Every hair on my body raised. What was he saying? Was Jamison about to ask me to marry him? Did he want me to be his wife? And . . . did I want him to be my husband? We hadn’t talked about it. Not this. I loved him. I really did, but we were so different. From different worlds. Could our worlds ever come together? Would he love me forever? Could he? All of these thoughts raced through my mind in seconds. I was happy but nervous; overjoyed but scared as a baby. This man was in love with me. Not in love like I thought . . . he was innnnn lovvveeee. I knew I loved him, but I didn’t want to let him down.

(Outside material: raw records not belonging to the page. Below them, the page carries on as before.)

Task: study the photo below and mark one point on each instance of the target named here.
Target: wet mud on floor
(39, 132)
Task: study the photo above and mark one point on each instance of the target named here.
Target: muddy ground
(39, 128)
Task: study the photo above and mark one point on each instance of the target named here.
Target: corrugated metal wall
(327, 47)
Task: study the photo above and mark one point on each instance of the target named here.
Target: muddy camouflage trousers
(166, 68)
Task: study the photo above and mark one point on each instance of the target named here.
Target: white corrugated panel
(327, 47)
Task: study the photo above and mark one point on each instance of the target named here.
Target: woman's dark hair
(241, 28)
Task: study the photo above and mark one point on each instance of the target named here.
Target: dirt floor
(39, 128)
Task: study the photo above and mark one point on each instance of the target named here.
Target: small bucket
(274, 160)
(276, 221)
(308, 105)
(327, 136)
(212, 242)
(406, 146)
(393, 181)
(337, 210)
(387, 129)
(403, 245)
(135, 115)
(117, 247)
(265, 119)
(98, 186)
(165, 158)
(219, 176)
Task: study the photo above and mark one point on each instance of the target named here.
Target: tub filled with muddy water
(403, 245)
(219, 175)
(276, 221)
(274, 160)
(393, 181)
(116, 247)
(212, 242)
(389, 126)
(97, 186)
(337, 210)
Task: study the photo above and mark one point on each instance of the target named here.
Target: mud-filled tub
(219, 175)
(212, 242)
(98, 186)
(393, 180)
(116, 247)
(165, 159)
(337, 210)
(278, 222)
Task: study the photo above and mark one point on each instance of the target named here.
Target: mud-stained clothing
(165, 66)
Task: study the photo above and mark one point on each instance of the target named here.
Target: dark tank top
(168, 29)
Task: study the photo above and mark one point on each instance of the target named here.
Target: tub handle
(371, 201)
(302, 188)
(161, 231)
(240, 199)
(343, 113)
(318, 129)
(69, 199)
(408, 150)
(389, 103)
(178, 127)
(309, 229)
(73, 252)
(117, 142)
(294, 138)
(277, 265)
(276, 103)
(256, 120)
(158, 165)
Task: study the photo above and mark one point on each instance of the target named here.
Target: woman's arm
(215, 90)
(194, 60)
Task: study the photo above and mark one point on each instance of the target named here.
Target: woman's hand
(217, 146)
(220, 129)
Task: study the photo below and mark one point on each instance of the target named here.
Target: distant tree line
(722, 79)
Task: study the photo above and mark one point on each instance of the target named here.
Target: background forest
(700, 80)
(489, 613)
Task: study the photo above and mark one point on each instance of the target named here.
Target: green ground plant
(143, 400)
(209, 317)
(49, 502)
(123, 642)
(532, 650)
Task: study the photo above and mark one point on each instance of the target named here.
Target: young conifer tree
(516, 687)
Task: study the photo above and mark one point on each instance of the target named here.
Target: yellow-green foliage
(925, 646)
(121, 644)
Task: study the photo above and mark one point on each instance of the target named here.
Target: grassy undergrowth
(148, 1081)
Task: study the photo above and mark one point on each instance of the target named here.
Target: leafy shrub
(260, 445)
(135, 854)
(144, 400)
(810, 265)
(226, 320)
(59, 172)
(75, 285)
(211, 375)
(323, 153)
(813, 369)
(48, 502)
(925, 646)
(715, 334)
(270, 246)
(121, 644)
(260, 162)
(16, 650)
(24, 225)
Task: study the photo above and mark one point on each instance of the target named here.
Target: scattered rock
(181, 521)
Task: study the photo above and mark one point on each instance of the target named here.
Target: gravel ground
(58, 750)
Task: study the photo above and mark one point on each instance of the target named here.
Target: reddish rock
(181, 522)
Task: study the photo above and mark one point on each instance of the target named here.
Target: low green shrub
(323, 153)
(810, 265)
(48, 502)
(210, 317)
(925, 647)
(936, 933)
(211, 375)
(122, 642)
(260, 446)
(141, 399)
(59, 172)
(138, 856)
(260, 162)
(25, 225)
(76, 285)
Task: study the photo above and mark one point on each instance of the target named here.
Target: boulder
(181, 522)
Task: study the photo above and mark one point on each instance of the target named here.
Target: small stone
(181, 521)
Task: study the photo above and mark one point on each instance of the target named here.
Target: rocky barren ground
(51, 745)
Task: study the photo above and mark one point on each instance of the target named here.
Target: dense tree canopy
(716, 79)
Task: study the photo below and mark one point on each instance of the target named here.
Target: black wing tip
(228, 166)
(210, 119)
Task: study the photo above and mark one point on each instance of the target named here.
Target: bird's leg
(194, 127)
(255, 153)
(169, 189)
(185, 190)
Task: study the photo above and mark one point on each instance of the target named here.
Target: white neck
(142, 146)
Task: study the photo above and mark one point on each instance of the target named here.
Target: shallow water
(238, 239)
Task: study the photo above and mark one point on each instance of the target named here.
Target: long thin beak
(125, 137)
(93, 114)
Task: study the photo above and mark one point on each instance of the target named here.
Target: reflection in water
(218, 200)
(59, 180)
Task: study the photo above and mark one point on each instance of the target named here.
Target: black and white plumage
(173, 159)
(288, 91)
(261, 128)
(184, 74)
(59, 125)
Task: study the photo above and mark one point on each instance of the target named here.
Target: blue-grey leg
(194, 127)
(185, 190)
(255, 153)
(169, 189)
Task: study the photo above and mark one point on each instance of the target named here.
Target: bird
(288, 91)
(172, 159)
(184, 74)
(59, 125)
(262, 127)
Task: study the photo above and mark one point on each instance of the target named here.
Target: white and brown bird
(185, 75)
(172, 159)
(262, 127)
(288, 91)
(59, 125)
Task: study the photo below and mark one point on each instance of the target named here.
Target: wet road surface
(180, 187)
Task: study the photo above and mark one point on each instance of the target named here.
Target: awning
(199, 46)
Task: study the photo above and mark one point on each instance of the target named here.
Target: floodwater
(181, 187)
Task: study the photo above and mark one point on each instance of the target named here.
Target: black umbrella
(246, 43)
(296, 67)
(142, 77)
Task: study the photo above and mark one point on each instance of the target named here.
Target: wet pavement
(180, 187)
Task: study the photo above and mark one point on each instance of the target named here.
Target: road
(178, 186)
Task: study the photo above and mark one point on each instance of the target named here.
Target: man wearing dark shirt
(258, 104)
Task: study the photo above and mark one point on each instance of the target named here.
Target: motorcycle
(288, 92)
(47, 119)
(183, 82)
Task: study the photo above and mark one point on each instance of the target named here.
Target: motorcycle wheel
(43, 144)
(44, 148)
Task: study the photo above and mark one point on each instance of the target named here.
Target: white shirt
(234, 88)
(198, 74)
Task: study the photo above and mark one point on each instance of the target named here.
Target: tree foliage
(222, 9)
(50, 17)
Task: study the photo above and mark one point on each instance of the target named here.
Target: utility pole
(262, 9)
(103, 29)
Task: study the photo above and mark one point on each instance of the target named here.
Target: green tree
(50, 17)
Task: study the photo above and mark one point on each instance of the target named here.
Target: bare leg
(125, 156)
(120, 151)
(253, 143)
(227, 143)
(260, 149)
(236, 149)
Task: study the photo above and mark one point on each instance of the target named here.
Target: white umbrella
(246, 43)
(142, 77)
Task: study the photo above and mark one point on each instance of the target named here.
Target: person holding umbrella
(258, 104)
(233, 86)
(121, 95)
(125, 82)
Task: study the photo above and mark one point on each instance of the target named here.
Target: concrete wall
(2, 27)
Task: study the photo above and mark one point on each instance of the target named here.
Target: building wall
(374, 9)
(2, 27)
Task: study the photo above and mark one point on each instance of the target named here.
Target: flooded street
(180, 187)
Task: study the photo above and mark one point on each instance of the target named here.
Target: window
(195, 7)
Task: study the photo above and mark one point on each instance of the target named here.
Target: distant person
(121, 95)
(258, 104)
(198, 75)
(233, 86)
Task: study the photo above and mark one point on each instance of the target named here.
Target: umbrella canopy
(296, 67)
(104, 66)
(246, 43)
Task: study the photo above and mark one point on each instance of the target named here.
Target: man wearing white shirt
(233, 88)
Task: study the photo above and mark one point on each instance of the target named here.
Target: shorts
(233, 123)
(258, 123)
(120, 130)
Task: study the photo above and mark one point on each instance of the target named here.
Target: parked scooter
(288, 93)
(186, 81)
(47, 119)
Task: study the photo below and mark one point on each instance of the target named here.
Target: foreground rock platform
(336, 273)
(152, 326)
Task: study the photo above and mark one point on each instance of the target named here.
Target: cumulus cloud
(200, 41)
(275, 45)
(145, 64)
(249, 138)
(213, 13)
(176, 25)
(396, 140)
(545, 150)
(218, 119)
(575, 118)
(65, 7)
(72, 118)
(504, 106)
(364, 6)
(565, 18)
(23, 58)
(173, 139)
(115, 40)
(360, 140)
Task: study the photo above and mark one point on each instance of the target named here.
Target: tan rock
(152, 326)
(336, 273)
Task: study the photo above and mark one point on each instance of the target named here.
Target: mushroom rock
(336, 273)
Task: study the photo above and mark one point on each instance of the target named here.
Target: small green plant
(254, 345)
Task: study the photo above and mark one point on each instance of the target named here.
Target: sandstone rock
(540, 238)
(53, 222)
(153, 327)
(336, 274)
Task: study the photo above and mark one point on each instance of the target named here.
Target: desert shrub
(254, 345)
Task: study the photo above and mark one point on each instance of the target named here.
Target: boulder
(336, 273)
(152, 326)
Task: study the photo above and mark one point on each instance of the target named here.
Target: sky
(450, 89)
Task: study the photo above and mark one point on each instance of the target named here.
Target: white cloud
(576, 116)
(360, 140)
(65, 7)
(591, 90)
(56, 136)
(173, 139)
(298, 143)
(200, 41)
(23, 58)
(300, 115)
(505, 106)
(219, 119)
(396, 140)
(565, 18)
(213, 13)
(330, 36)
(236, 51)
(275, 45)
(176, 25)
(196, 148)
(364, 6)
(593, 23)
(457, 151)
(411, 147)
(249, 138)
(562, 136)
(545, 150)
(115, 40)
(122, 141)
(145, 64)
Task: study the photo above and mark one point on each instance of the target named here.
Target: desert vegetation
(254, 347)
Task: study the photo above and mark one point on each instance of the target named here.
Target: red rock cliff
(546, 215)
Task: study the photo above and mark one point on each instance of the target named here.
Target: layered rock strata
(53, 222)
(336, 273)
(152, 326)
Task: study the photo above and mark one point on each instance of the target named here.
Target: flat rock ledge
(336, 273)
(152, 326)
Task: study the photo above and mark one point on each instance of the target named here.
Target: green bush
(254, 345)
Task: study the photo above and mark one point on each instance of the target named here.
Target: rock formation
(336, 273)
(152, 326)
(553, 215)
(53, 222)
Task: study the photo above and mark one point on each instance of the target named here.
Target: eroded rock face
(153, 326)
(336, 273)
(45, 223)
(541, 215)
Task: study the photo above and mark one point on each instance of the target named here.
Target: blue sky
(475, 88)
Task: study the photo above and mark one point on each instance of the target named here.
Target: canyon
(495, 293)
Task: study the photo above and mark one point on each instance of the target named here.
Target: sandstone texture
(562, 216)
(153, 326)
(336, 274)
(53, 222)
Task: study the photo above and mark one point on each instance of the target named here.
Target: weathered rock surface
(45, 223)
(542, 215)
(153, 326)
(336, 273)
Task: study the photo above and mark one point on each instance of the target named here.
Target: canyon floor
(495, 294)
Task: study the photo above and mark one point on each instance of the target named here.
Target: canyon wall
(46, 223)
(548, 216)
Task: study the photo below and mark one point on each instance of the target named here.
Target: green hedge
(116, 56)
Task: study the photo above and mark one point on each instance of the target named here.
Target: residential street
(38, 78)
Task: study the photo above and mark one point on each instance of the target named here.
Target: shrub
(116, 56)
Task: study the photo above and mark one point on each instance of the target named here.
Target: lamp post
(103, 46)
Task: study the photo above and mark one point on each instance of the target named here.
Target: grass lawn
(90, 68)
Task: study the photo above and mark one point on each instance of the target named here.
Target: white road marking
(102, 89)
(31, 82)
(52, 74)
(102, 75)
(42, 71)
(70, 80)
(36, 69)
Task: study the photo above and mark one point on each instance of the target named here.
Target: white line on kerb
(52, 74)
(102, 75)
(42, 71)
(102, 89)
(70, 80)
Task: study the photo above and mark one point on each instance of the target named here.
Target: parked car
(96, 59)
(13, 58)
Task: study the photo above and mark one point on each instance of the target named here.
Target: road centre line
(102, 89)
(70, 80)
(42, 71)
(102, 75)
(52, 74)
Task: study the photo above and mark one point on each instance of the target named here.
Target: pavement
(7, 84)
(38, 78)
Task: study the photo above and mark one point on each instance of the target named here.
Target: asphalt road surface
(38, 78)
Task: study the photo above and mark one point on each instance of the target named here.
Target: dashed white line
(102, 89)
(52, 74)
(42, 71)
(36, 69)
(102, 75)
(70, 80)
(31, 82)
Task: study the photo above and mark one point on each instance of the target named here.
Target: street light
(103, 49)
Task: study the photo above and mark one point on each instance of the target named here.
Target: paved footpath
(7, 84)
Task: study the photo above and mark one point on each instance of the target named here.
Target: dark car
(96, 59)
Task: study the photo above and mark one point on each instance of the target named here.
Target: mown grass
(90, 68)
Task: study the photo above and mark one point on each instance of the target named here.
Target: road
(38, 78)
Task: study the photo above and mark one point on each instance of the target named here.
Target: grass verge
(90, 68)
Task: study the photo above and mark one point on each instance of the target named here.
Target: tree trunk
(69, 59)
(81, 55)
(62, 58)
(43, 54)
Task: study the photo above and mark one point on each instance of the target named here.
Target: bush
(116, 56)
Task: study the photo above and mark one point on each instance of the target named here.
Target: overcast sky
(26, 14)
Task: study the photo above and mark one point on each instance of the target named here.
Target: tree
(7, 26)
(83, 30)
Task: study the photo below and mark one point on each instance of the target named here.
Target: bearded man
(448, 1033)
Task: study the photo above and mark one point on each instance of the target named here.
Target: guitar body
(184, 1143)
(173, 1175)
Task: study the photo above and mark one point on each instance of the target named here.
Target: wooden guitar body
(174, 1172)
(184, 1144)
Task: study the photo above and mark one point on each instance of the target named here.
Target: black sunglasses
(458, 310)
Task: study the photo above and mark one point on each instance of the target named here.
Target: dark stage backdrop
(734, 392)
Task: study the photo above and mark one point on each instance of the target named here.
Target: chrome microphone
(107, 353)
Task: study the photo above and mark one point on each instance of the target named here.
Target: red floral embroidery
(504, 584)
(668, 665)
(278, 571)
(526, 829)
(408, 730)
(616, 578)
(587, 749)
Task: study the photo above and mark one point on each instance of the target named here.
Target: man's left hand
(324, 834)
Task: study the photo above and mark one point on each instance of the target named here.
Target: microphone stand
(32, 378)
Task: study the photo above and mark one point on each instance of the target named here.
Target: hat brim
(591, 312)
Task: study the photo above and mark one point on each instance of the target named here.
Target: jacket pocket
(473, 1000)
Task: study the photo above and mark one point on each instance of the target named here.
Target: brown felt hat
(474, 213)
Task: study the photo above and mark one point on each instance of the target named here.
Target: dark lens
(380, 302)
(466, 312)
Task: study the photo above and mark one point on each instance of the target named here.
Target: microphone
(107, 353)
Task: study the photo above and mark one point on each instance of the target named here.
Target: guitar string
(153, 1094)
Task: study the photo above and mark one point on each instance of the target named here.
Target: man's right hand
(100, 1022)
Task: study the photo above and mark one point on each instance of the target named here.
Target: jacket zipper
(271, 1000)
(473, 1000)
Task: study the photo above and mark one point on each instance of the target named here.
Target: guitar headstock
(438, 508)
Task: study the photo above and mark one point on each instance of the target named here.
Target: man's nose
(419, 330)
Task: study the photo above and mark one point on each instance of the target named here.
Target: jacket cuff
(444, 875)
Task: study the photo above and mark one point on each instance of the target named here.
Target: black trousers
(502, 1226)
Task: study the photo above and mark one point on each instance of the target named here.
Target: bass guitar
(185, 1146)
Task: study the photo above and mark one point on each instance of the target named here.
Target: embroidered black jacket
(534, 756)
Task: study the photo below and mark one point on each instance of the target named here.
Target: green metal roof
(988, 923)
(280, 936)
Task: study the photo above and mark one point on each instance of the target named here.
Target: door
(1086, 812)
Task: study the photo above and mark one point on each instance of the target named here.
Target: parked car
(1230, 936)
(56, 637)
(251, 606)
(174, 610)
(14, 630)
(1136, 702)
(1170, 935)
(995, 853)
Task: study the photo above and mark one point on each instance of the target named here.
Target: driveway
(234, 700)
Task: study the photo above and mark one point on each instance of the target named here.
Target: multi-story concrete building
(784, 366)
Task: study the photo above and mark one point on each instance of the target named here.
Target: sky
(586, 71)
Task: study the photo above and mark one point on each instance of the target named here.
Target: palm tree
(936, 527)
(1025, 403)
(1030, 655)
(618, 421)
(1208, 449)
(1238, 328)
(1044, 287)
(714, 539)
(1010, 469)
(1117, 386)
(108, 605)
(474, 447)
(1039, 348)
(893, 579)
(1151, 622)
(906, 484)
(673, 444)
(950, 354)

Jamison got down on one knee, reached into his pocket and pulled out a tiny, red ring box.

“No,” I cried.

He looked up at me with terror on his face.

“I mean . . . not no, but no . . .”

“Kerry, I . . .” he tried.

“I mean, I know I want to marry you,” I said. Everyone was silent. “I do, but . . .” I bent down by his side. “This is a big deal,” I said. “I love you and I know I want to be with you, Jamison, but I just . . . I’m messed up.”